Officials rethink wording of markers at past PMs’ graves
Parks Canada aims to recognize ‘shifts in historical understanding’
OTTAWA—It was in late January that vandals so badly scratched out the face of Mackenzie King on an awareness panel by the former prime minister’s final resting place in Toronto that a federal agency decided the panel had to be replaced.
For more than two decades, the commemorative panel didn’t receive a revamp, just like others at prime ministerial gravesites overseen by federal officials.
Those officials, however, are rethinking what the panels should say and reflect how the country views its past, specifically in light of historical mistreatment of Indigenous Peoples.
Inevitably, experts say, that will cause tension about how to mark these sites.
The plaques are among a suite of issues that Parks Canada and the Historic Sites and Monuments Board of Canada have to deal with in the coming years at the 16 gravesites, the details of which are outlined in inspection reports released to The Canadian Press under the Access to Information Act.
The program first launched in 1999, hoping to prevent the final resting spots of prime ministers from becoming irreparably damaged.
All but one of the graves are in Canada — R.B. Bennett is buried at a church in Mickelham, U.K., a town of 600 people about a one-hour train ride southwest of London. His sarcophagus needs repairs to cracks and breaks, not to mention a good cleaning of moss.
Over its more than 20 years of existence, the program has spent about $1 million on inspections, repairs, commemorative plaques and flagpoles at gravesites. Annual spending is based on yearly needs, and Parks Canada said it anticipates
average annual expenses to increase slightly over the next five years.
Some of that has to do with the addition last year of John Turner’s gravesite in Toronto. The documents say an awareness panel was supposed to be installed this fall; Parks Canada would only say that “planning continues” for a commemoration ceremony.
New panels are set to be installed at each remaining gravesite that would identify the former prime minister’s time in office, and the reasons that they, and the graves, carry national historic significance.
Cecilia Morgan, a social and cultural historian from the University of Toronto, said the usual tension that surrounds commemorations can be exacerbated when the focus is on a historical figure who has taken on a larger symbolism in the public’s mind, and whose actions or achievements are thrown under a more critical light.
“Commemoration is so often contested,” said Morgan.
Parks Canada in an email said wording on the revamped plaques would “recognize the enormous shifts in historical understanding” and “reflect on the past in the context of the present.”
Cynthia Wesley-Esquimaux, chair of the National Centre for Truth and Reconciliation in Winnipeg, said a diverse panel
should debate wording on the plaques to mark a prime minister’s contributions to the country’s history, both positive and negative.
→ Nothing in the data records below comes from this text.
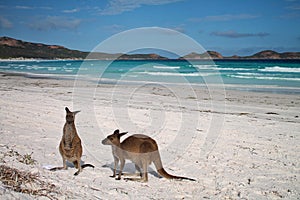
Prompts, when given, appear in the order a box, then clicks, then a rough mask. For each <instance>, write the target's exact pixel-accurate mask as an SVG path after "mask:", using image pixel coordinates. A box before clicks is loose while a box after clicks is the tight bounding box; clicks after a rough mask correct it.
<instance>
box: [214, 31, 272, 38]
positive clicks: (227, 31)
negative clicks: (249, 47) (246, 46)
mask: <svg viewBox="0 0 300 200" xmlns="http://www.w3.org/2000/svg"><path fill="white" fill-rule="evenodd" d="M211 35H213V36H220V37H227V38H243V37H266V36H269V35H270V34H269V33H238V32H236V31H224V32H221V31H216V32H212V33H211Z"/></svg>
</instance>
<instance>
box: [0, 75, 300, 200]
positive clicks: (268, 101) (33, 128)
mask: <svg viewBox="0 0 300 200" xmlns="http://www.w3.org/2000/svg"><path fill="white" fill-rule="evenodd" d="M185 87H187V86H168V85H157V84H144V85H142V86H138V87H137V86H136V85H133V84H132V85H121V86H119V87H117V88H115V87H114V86H113V85H109V84H104V85H99V86H98V87H97V88H94V87H91V86H90V84H88V83H85V82H83V81H82V82H77V83H76V84H75V87H74V81H72V80H56V79H41V78H26V77H23V76H12V75H6V74H0V96H1V98H0V102H1V103H0V113H1V114H0V137H1V140H0V165H5V166H8V167H11V168H16V169H18V170H21V171H24V172H26V173H27V172H28V173H31V174H34V175H36V176H37V177H38V178H39V179H40V180H42V181H44V182H46V183H49V184H52V185H53V188H55V191H56V192H53V191H52V193H49V194H48V197H45V196H37V195H28V194H24V193H20V192H14V191H12V190H11V189H10V188H9V187H7V186H6V185H5V184H4V183H3V182H0V198H1V199H48V198H52V199H281V198H283V199H299V198H300V180H299V174H300V154H299V152H300V135H299V133H300V97H299V96H298V95H284V94H271V93H255V92H246V91H234V90H226V91H222V90H219V89H214V90H212V89H211V88H210V90H207V89H206V88H205V87H196V89H195V90H194V93H193V92H191V90H190V88H185ZM224 92H225V93H224ZM224 94H225V95H224ZM66 106H67V107H69V108H70V109H71V110H81V112H80V113H78V114H77V116H76V120H75V124H76V127H77V131H78V134H79V136H80V137H81V140H82V143H83V149H84V152H83V156H82V160H83V161H84V162H85V163H91V164H93V165H95V168H94V169H92V168H85V169H84V170H83V172H82V173H80V174H79V175H78V176H74V175H73V174H74V173H75V171H76V169H75V168H72V167H69V169H68V170H61V171H56V172H51V171H49V170H47V169H45V167H47V166H62V159H61V156H60V154H59V150H58V145H59V142H60V139H61V136H62V128H63V125H64V123H65V110H64V108H65V107H66ZM115 129H120V130H121V131H128V134H127V135H132V134H146V135H149V136H151V137H152V138H154V139H155V140H156V141H157V143H158V146H159V148H160V152H161V158H162V162H163V165H164V168H165V169H166V171H167V172H169V173H170V174H173V175H179V176H186V177H190V178H194V179H196V182H191V181H175V180H168V179H165V178H161V177H160V176H158V175H157V173H155V172H156V170H155V167H154V165H151V166H150V168H149V171H150V174H149V181H148V182H147V183H141V182H134V181H126V180H123V179H122V180H115V179H114V178H111V177H109V176H110V175H112V173H113V172H112V167H113V157H112V153H111V148H110V147H109V146H104V145H102V144H101V140H102V139H104V138H105V137H106V136H107V135H109V134H112V133H113V131H114V130H115ZM125 137H126V136H124V138H125ZM26 155H27V160H29V161H30V160H35V161H36V162H34V163H32V164H30V162H29V163H27V164H26V162H25V161H24V160H25V157H26ZM133 166H134V165H133V164H132V163H131V162H130V161H126V166H125V170H124V173H128V172H134V167H133ZM154 171H155V172H154ZM29 185H30V184H29ZM31 187H37V186H31Z"/></svg>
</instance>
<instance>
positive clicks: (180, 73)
mask: <svg viewBox="0 0 300 200" xmlns="http://www.w3.org/2000/svg"><path fill="white" fill-rule="evenodd" d="M136 73H138V74H145V75H151V76H184V77H193V76H194V77H195V76H213V75H218V74H217V73H200V72H193V73H175V72H136Z"/></svg>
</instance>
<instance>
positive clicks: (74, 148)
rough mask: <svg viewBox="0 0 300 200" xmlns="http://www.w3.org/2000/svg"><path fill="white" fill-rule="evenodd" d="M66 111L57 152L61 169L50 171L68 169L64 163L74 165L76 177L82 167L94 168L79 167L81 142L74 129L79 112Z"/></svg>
mask: <svg viewBox="0 0 300 200" xmlns="http://www.w3.org/2000/svg"><path fill="white" fill-rule="evenodd" d="M65 110H66V112H67V113H66V123H65V125H64V128H63V136H62V138H61V141H60V144H59V152H60V155H61V156H62V160H63V167H56V168H52V169H51V170H52V171H55V170H59V169H68V166H67V163H66V161H69V162H71V163H73V164H74V166H75V168H76V169H78V171H77V172H76V173H75V174H74V175H75V176H76V175H78V174H79V173H80V172H81V171H82V169H83V168H84V167H88V166H89V167H94V166H93V165H91V164H85V165H82V166H81V156H82V145H81V140H80V138H79V136H78V134H77V130H76V127H75V123H74V120H75V115H76V114H77V113H78V112H79V111H76V112H71V111H70V110H69V109H68V108H67V107H66V108H65Z"/></svg>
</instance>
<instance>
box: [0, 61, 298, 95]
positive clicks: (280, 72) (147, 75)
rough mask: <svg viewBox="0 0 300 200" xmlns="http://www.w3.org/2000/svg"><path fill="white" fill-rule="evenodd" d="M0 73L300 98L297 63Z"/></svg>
mask: <svg viewBox="0 0 300 200" xmlns="http://www.w3.org/2000/svg"><path fill="white" fill-rule="evenodd" d="M0 72H6V73H18V74H23V75H25V76H29V77H45V78H47V77H48V78H57V79H59V78H70V79H74V78H80V79H87V80H91V81H97V82H99V83H102V84H103V83H116V82H118V83H123V84H126V83H131V84H134V83H141V82H154V83H170V84H193V85H203V84H204V85H209V84H211V85H220V84H221V85H224V86H225V87H228V88H230V89H239V90H249V91H261V92H274V93H291V94H300V60H285V61H281V60H260V61H254V60H235V61H230V60H222V61H221V60H220V61H214V62H213V61H192V62H188V61H179V60H167V61H146V60H138V61H121V60H119V61H113V62H112V61H103V60H88V61H72V60H55V61H52V60H51V61H42V60H36V61H1V62H0Z"/></svg>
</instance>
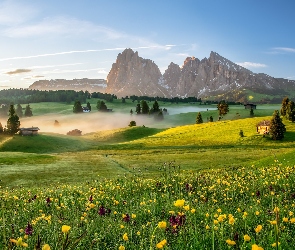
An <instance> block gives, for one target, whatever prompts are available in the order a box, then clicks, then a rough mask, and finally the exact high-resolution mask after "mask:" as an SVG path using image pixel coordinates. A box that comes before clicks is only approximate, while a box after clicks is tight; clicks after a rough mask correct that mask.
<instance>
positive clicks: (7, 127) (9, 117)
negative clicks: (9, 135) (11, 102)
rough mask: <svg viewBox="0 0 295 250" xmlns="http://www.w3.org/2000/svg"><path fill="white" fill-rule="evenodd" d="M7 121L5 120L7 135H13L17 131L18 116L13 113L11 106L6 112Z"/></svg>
mask: <svg viewBox="0 0 295 250" xmlns="http://www.w3.org/2000/svg"><path fill="white" fill-rule="evenodd" d="M8 116H9V118H8V120H7V133H8V134H11V135H14V134H15V133H17V132H18V131H19V126H20V121H19V117H18V115H17V114H16V113H15V109H14V106H13V105H10V108H9V111H8Z"/></svg>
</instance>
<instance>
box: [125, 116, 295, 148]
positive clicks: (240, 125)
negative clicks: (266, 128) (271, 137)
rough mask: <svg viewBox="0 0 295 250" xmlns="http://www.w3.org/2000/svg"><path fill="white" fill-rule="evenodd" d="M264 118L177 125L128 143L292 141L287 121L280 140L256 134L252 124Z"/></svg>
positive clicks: (268, 144)
mask: <svg viewBox="0 0 295 250" xmlns="http://www.w3.org/2000/svg"><path fill="white" fill-rule="evenodd" d="M267 119H271V117H263V118H261V117H259V118H247V119H239V120H234V121H217V122H211V123H210V122H209V123H203V124H195V125H187V126H179V127H175V128H170V129H167V130H165V131H163V132H160V133H158V134H156V135H153V136H150V137H147V138H143V139H139V140H136V141H133V142H131V143H136V144H142V145H145V146H222V145H224V146H229V145H257V146H258V145H259V146H270V145H271V146H274V143H277V144H280V146H291V145H293V141H294V140H295V128H294V127H295V125H293V124H292V123H290V122H286V128H287V133H286V135H285V139H284V140H283V141H279V142H274V141H273V140H270V139H269V138H268V137H263V136H262V135H258V134H257V132H256V124H257V123H258V122H259V121H261V120H267ZM240 130H243V133H244V137H240V135H239V132H240Z"/></svg>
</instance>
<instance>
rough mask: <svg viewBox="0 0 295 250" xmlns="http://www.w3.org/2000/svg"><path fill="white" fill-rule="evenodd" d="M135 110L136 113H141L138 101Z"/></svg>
mask: <svg viewBox="0 0 295 250" xmlns="http://www.w3.org/2000/svg"><path fill="white" fill-rule="evenodd" d="M135 112H136V113H137V114H138V115H139V114H141V107H140V103H138V104H137V105H136V110H135Z"/></svg>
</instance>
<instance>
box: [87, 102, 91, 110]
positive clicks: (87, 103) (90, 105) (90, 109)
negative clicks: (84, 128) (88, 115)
mask: <svg viewBox="0 0 295 250" xmlns="http://www.w3.org/2000/svg"><path fill="white" fill-rule="evenodd" d="M87 108H88V109H89V110H90V111H91V105H90V102H87Z"/></svg>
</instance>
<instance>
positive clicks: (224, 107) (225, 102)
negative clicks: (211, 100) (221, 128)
mask: <svg viewBox="0 0 295 250" xmlns="http://www.w3.org/2000/svg"><path fill="white" fill-rule="evenodd" d="M217 109H218V113H219V115H220V116H221V115H226V114H227V113H228V111H229V108H228V104H227V103H226V102H225V101H224V100H222V101H220V102H219V103H218V104H217Z"/></svg>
She pointed to Sir John A. Macdonald as an example: He made a contribution as the country’s first prime minister, but was also an author of the government-funded, churchrun residential school system where Indigenous children were torn from their families and subjected to widespread sexual, emotional and physical abuse.
Any wording, she said, should make everyone a guardian and witness to these realities and work to ensure the negatives never happen again.
“It will not be easy. It will be very uncomfortable,” said Wesley-Esquimaux.
“But I think you cannot get to reconciliation, or better relations, without having that conversation and without acknowledging the kinds of things that have happened because people … made decisions that had a very tragic impact.”
Aside from the plaques, the gravesite inspection reports also flag issues with rust from metal ties seeping through stones at multiple graves, and writing on markers disappearing at others because of the elements and years of problematic maintenance.